I keep running across different statistical analyses of the Palm Beach voting and hand re-count that try to make the case that Bush or Gore is trying to steal the election. Unfortunately I have yet to see one that wasn’t just garbage.
A few days ago, for example, Slashdot linked to an MIT statistical analysis that compared the ratio of Buchanan voters to Bush voters by county. Of course the effect of the resulting graph made it look “obvious” that the Buchanan votes had to be in error. The only problem is, as one Slashdotter noted, there is no scientific reason for choosing to compare Buchanan’s votes to Bush’s votes and comparing say Buchanan’s vote to average rainfall or the number of Britney Spears songs played on local radio stations. The Buchanan:Bush ratio appeared to have been chosen because it would produce the most dramatic graph.

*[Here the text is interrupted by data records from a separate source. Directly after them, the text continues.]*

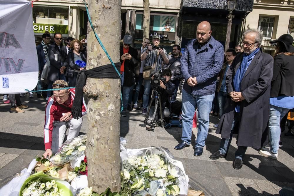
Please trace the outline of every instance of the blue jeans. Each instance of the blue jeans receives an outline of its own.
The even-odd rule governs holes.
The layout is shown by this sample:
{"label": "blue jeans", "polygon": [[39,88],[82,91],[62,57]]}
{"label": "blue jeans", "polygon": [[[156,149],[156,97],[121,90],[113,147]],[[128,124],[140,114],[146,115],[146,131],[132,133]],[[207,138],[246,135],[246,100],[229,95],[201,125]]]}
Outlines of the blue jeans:
{"label": "blue jeans", "polygon": [[[240,113],[239,112],[235,113],[234,116],[234,120],[232,124],[232,129],[231,130],[231,134],[230,136],[230,139],[222,138],[220,144],[219,151],[222,154],[226,154],[229,150],[229,147],[232,141],[232,137],[233,135],[234,128],[236,124],[240,120]],[[237,150],[235,153],[235,158],[242,160],[245,155],[245,152],[247,150],[247,146],[238,146]]]}
{"label": "blue jeans", "polygon": [[174,80],[171,81],[171,82],[176,85],[176,88],[175,90],[173,92],[173,94],[171,96],[171,103],[173,103],[176,101],[176,100],[177,99],[177,95],[178,94],[178,88],[179,88],[179,86],[180,85],[180,81],[179,80],[176,79]]}
{"label": "blue jeans", "polygon": [[203,148],[207,137],[209,126],[209,113],[214,94],[193,95],[183,89],[182,91],[182,116],[183,133],[181,139],[188,144],[191,143],[193,117],[197,105],[199,122],[196,147]]}
{"label": "blue jeans", "polygon": [[281,135],[280,122],[290,109],[270,105],[270,116],[268,120],[268,136],[270,138],[270,152],[278,153]]}
{"label": "blue jeans", "polygon": [[151,88],[151,84],[150,80],[144,80],[143,81],[144,85],[144,94],[143,94],[143,108],[147,108],[149,101],[149,93],[150,89]]}
{"label": "blue jeans", "polygon": [[136,79],[136,91],[134,96],[134,99],[133,103],[134,105],[137,105],[137,102],[138,101],[139,94],[140,93],[141,87],[143,83],[143,74],[140,73],[140,75]]}
{"label": "blue jeans", "polygon": [[124,110],[126,110],[128,105],[130,98],[130,92],[134,89],[134,86],[133,84],[131,86],[123,86],[123,106]]}
{"label": "blue jeans", "polygon": [[223,92],[220,91],[218,93],[218,107],[219,107],[220,111],[218,113],[220,117],[221,117],[223,114],[223,110],[225,108],[225,100],[227,99],[227,92]]}

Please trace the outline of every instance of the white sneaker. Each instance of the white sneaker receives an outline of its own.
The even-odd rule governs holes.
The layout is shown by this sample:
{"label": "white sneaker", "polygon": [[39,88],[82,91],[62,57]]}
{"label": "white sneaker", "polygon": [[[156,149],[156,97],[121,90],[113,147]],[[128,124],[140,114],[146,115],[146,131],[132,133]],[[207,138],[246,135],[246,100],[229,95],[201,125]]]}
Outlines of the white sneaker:
{"label": "white sneaker", "polygon": [[7,95],[4,95],[3,96],[3,100],[4,101],[7,101],[8,100],[8,98],[7,97]]}
{"label": "white sneaker", "polygon": [[270,151],[265,151],[260,150],[259,150],[259,154],[263,156],[270,158],[273,159],[275,159],[275,160],[278,159],[278,153],[277,154],[273,154]]}

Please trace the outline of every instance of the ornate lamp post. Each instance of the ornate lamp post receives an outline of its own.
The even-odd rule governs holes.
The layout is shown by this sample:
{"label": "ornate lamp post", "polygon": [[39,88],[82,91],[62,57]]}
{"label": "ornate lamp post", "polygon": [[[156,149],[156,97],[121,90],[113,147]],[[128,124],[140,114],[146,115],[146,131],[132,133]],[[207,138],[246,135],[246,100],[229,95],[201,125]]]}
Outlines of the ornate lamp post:
{"label": "ornate lamp post", "polygon": [[237,4],[237,0],[228,0],[228,10],[229,11],[229,14],[227,16],[228,19],[228,27],[227,28],[227,36],[225,39],[225,51],[229,48],[230,44],[230,38],[231,36],[231,29],[232,28],[232,21],[235,17],[233,15],[233,11],[235,10]]}

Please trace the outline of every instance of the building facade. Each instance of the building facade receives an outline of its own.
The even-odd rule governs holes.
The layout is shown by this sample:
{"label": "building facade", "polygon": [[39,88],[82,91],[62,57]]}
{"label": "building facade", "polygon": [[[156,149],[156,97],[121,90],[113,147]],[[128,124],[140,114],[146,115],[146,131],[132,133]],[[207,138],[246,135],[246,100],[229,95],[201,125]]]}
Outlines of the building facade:
{"label": "building facade", "polygon": [[80,40],[86,34],[88,16],[83,1],[41,0],[33,5],[36,45],[41,43],[42,35],[46,31],[51,36],[60,33],[64,39],[71,36]]}
{"label": "building facade", "polygon": [[[197,26],[207,21],[211,25],[212,36],[224,46],[225,44],[228,14],[227,0],[183,0],[178,28],[178,43],[184,48],[191,39],[196,38]],[[240,43],[244,21],[252,11],[253,1],[238,0],[233,12],[229,47],[234,48]]]}
{"label": "building facade", "polygon": [[247,16],[245,26],[262,31],[265,51],[273,55],[275,45],[270,41],[283,34],[294,36],[294,1],[254,0],[253,10]]}

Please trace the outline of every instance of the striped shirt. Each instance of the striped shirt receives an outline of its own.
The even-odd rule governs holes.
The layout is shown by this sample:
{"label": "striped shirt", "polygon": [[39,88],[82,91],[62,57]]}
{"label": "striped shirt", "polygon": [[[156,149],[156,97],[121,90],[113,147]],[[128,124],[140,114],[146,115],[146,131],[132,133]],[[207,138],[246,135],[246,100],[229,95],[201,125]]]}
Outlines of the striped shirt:
{"label": "striped shirt", "polygon": [[[143,51],[142,54],[145,52],[147,50],[148,47],[146,47]],[[163,48],[163,53],[166,56],[166,57],[167,58],[167,54],[166,53],[166,51],[165,49]],[[144,67],[146,66],[153,66],[154,62],[156,59],[156,56],[157,54],[157,52],[158,50],[152,50],[151,52],[149,52],[147,56],[146,57],[146,59],[145,59],[145,65]],[[153,68],[154,72],[156,72],[158,69],[161,69],[161,66],[162,65],[162,62],[163,61],[163,57],[160,54],[158,55],[158,58],[157,59],[157,61],[156,62],[156,65],[155,65],[155,67]]]}
{"label": "striped shirt", "polygon": [[[75,88],[71,88],[70,96],[68,99],[62,105],[66,107],[71,108],[72,107],[74,99],[76,93]],[[59,105],[56,103],[55,98],[50,97],[47,102],[45,112],[45,125],[44,126],[44,143],[45,145],[45,150],[51,149],[52,143],[52,132],[53,129],[53,122],[60,120],[62,117],[63,113],[70,112],[70,110]],[[67,103],[67,105],[66,104]],[[87,106],[86,105],[83,98],[83,106],[82,107],[82,115],[87,113]]]}

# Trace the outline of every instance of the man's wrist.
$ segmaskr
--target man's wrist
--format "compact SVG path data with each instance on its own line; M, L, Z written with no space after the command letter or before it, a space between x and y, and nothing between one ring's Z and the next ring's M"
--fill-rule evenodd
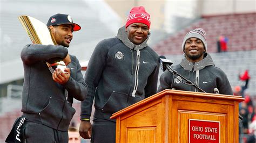
M87 118L83 118L81 119L82 121L90 121L90 119L87 119Z

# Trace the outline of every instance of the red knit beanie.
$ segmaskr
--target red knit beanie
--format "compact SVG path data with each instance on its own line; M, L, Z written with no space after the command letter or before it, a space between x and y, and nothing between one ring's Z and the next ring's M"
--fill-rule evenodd
M149 29L150 27L150 15L146 12L144 7L133 7L127 17L125 27L134 23L141 23L146 24Z

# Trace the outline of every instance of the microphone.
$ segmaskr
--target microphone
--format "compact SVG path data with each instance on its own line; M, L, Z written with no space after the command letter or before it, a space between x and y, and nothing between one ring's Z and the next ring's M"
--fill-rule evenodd
M184 77L183 77L183 76L180 75L176 70L173 70L170 66L172 63L173 63L173 62L172 62L172 61L170 60L166 59L166 58L165 58L165 56L164 56L164 55L159 56L159 62L160 62L160 63L161 65L161 69L164 72L165 70L167 69L168 71L169 71L169 72L172 73L175 77L177 77L177 75L178 75L181 78L183 78L183 80L186 81L187 82L187 83L189 83L190 84L187 84L186 83L184 83L183 82L181 81L181 82L183 83L184 84L187 84L187 85L192 85L194 87L195 87L196 88L197 88L197 89L198 89L199 91L201 91L203 92L205 92L205 93L206 92L205 91L204 91L204 90L203 90L200 88L199 88L197 84L192 83L192 82L191 81L187 80L187 78L185 78Z
M165 72L166 69L170 69L171 65L173 63L170 60L166 59L166 58L164 55L159 56L159 60L161 69L163 72Z
M219 90L218 90L218 88L214 88L214 89L213 89L213 92L215 94L220 94L220 92L219 91Z

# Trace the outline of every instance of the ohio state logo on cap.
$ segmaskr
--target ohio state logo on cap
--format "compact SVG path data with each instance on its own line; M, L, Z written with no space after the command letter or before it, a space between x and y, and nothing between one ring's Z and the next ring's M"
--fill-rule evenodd
M55 18L52 18L51 20L51 23L55 23L56 22L56 19L55 19Z
M70 22L73 23L73 19L72 19L71 16L70 16L70 15L68 16L68 20L69 20Z

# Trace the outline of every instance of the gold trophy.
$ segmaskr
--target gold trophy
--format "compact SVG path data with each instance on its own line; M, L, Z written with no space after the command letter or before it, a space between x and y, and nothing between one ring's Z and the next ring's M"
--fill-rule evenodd
M19 20L33 44L57 45L52 34L44 23L28 16L21 16L19 17ZM45 62L52 74L56 68L60 69L63 73L66 73L64 71L66 65L63 59L53 58Z

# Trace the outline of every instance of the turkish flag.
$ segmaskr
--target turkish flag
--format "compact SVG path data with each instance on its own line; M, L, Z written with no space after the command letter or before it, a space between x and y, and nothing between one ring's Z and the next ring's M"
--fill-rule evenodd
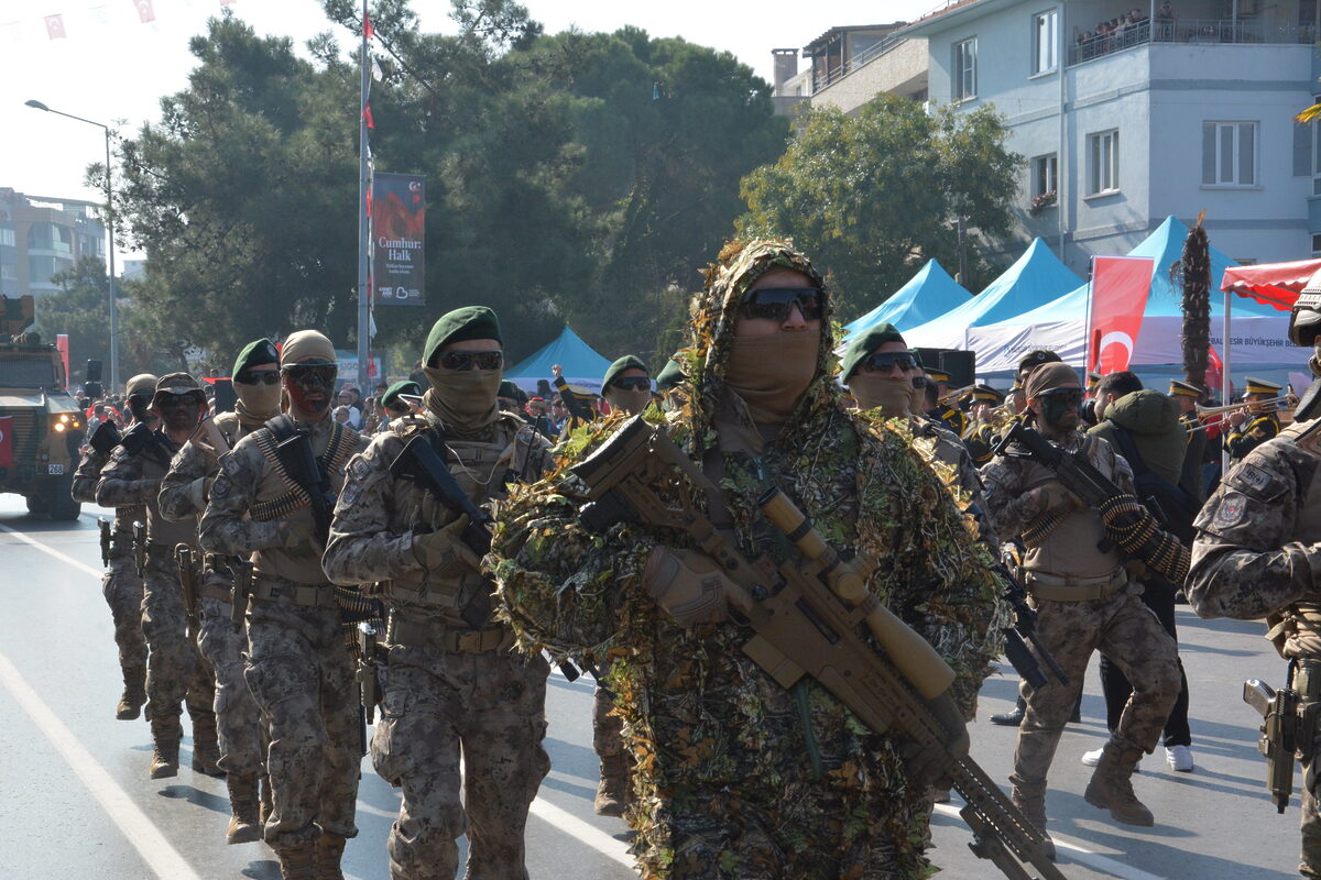
M0 416L0 467L13 467L13 416Z
M1151 257L1094 257L1087 369L1103 376L1128 369L1151 293Z

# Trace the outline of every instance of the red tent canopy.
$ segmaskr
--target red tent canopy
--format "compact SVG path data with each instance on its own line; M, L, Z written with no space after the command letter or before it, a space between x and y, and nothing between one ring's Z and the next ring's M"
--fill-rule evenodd
M1289 311L1303 288L1308 286L1308 281L1318 272L1321 260L1236 265L1225 270L1221 290L1232 290L1240 297L1264 302L1280 311Z

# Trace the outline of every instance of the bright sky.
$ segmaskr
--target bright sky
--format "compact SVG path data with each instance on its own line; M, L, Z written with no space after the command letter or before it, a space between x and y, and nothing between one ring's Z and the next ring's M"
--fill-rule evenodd
M148 4L155 21L143 24ZM802 47L838 25L913 20L941 0L523 0L555 33L637 25L653 36L680 36L732 51L768 80L770 50ZM102 161L100 129L24 106L118 125L125 135L159 117L157 99L184 88L193 67L189 37L205 30L222 0L0 0L0 186L30 195L99 201L83 186L89 162ZM259 34L308 37L330 29L316 0L230 0ZM413 0L423 26L444 30L448 0ZM46 16L62 16L65 38L52 40ZM347 45L347 32L337 33ZM132 255L129 255L132 256Z

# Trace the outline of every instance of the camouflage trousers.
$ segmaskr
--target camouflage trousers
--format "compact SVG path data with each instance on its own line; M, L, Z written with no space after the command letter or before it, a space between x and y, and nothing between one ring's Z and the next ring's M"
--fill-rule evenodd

Similarly, a statistical analysis of the hand re-count by Bruce Borders on the conservative FrontPage.Com site argues that re-count disproportionately favored Gore. I was very intrigued by this until I read the following paragraph,
In large democratic leaning counties, the percentage change in votes was significantly larger for Al Gore than for George W. Bush. In these counties (Broward, Miami-Dade, Orange, Palm Beach and Pinellas) the percentage increase in votes for Al Gore is approximately 9 times greater than the percentage increase in votes for George W. Bush (0.068% increase for Gore vs 0.0077% for Bush). This is a statistically significant difference at the 0.108 level of probability – this means that we are approximately 90% confident that we are drawing the correct conclusion.
The last sentence is what makes me think this analysis is bunk. Although I have no probability data, for the most part people who report statistically signficant results at 90% confidence level are doing so because they know that if they report results for the 95% confidence level, which is a widely accepted level of confidence, the results no longer are meaningful.
Pharmaceutical companies are notorious for this. Got a drug that doesn’t seem to work all that well when work out the results at a 95% confidence level? No problem — just redo the statistics for a 90% confidence level and hope nobody notices.
A 1 in 10 chance that the results are due entirely to chance is pretty darn high given the seriousness of the claim.